En su primero de nombre ‘Mi Querer’, de 505 kilogramos, con el capote en el primer tercio, Leo se puso la primera ovación de la tarde, cubrió el tercio de banderillas con pulcritud y con zarzo particular, colocando tres excelentes pares para ser ovacionado.
Con la muleta armó la escandalera con variedad de pases terminando con manoletinas de rodillas en el centro del ruedo para tirarse a matar, logrando un estoconazo un tanto cuanto desprendido para cortas sus dos orajes.
Su segundo, fue un toro de mejor presencia, 520 kilos de peso, con el que logró una faena variada a base de derechazos y terminando con pases con la ‘Luquesina’, para cerrar con un pinchazo hondo y descabello, se retiró entre leves aplausos.
El andino Andrés Roca Rey lidió un toro negro zaino de 523 kilos de nombre ‘Limbero’; nada qué decir con el capote y con la muleta a base de derechazos intentó algún pase, sin conseguirlo, se despidió con una estocada trasera y tendida y se retiró entre división de opiniones.

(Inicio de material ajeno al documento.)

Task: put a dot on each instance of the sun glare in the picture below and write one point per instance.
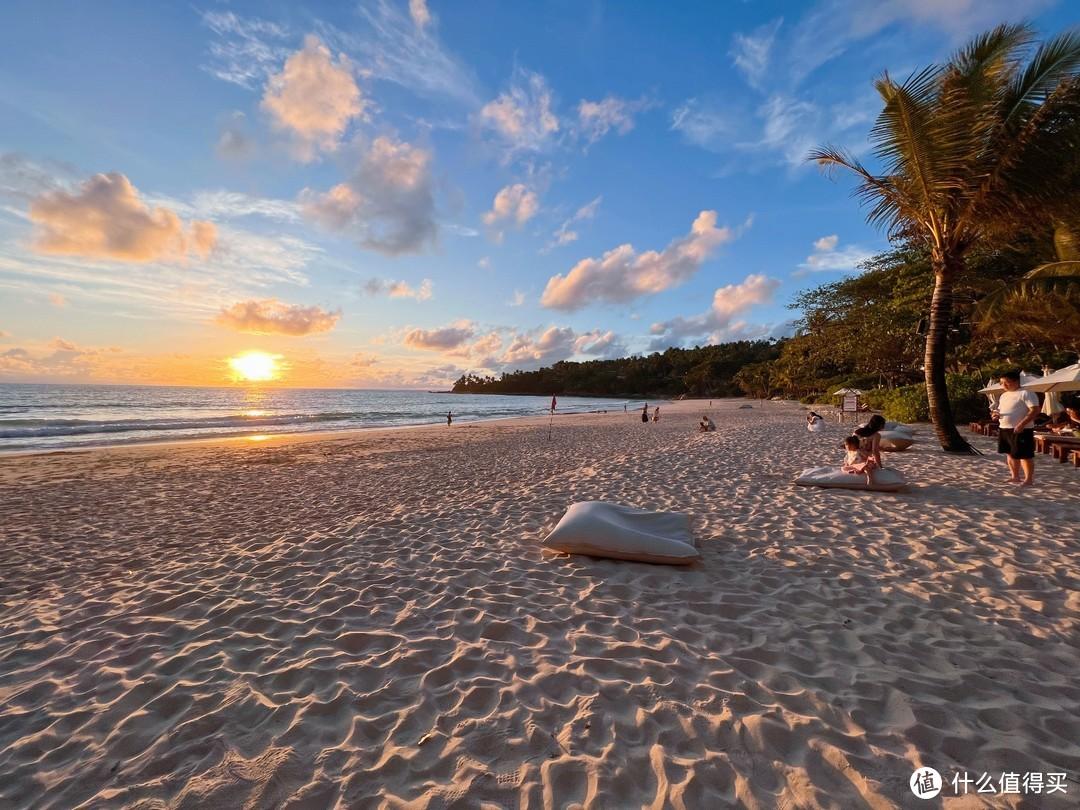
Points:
(255, 366)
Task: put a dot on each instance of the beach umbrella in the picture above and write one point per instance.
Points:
(1026, 380)
(1063, 379)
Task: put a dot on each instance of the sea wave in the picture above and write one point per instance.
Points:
(43, 428)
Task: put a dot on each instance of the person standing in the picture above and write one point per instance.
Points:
(1015, 414)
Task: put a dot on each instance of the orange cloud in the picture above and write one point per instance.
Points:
(107, 219)
(271, 316)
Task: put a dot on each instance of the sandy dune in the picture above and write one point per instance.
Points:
(366, 622)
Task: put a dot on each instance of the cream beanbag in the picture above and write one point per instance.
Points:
(603, 529)
(885, 481)
(895, 440)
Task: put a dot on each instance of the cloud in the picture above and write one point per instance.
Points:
(514, 203)
(233, 140)
(443, 339)
(399, 288)
(826, 257)
(701, 123)
(313, 98)
(596, 119)
(826, 243)
(751, 51)
(106, 218)
(522, 116)
(391, 46)
(244, 52)
(728, 302)
(271, 316)
(564, 234)
(221, 204)
(388, 204)
(622, 274)
(418, 10)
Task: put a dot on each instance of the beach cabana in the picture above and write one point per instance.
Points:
(994, 387)
(1063, 379)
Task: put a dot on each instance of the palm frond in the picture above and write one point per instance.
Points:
(1054, 62)
(903, 134)
(1054, 279)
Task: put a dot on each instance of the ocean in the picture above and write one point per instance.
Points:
(38, 417)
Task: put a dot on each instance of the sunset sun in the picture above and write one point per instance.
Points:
(255, 366)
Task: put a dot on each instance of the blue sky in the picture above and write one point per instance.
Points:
(390, 193)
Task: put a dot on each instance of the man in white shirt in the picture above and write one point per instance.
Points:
(1015, 414)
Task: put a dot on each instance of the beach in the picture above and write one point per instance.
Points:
(366, 620)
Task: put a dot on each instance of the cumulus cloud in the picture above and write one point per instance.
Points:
(596, 119)
(418, 10)
(622, 273)
(271, 316)
(522, 117)
(446, 338)
(313, 98)
(515, 204)
(751, 51)
(388, 204)
(565, 234)
(728, 302)
(826, 243)
(828, 256)
(106, 218)
(399, 288)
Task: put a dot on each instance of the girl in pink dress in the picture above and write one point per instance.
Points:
(858, 461)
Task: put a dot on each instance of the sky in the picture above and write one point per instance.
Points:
(391, 193)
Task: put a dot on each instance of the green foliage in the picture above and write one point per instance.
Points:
(908, 403)
(705, 372)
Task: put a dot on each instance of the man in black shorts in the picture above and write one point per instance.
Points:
(1015, 414)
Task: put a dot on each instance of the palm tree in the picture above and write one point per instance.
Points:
(972, 151)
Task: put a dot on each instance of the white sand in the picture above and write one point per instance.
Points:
(366, 621)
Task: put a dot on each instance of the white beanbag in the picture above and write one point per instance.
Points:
(603, 529)
(885, 481)
(899, 426)
(895, 440)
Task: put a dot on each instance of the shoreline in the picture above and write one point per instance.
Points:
(265, 436)
(368, 620)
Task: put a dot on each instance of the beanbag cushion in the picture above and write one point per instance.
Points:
(604, 529)
(885, 481)
(895, 440)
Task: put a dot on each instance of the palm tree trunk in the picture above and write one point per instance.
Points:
(941, 314)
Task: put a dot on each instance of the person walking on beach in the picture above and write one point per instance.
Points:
(1015, 414)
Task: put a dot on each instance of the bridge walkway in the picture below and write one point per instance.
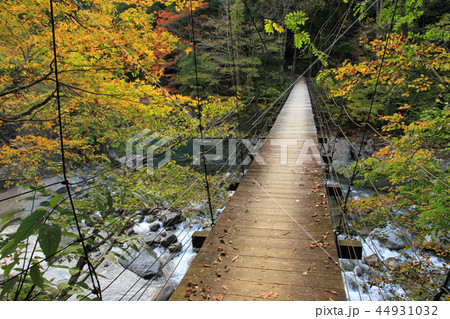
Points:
(274, 240)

Y con el de reserva, un toro de menor presencia que el de vuelta, logró una faena por encima de las condiciones del toro, con variedad de pases y logró una estocada para cortar una oreja.
José Mauricio, en su primero de 505 Kgs, se vio voluntarioso, con faena a base de derechazos, se tiró a matar en las proximerías con un estoconazo tardando el toro en caer y perdiendo trofeos para retirarse con saludo en el tercio.
Y su segundo, fue un toro un tanto anovillado, nada qué decir a casa, ante una faena intermitente ante las embestidas ásperas y cortas del toro, se retiró en silencio después de 4 pinchazos.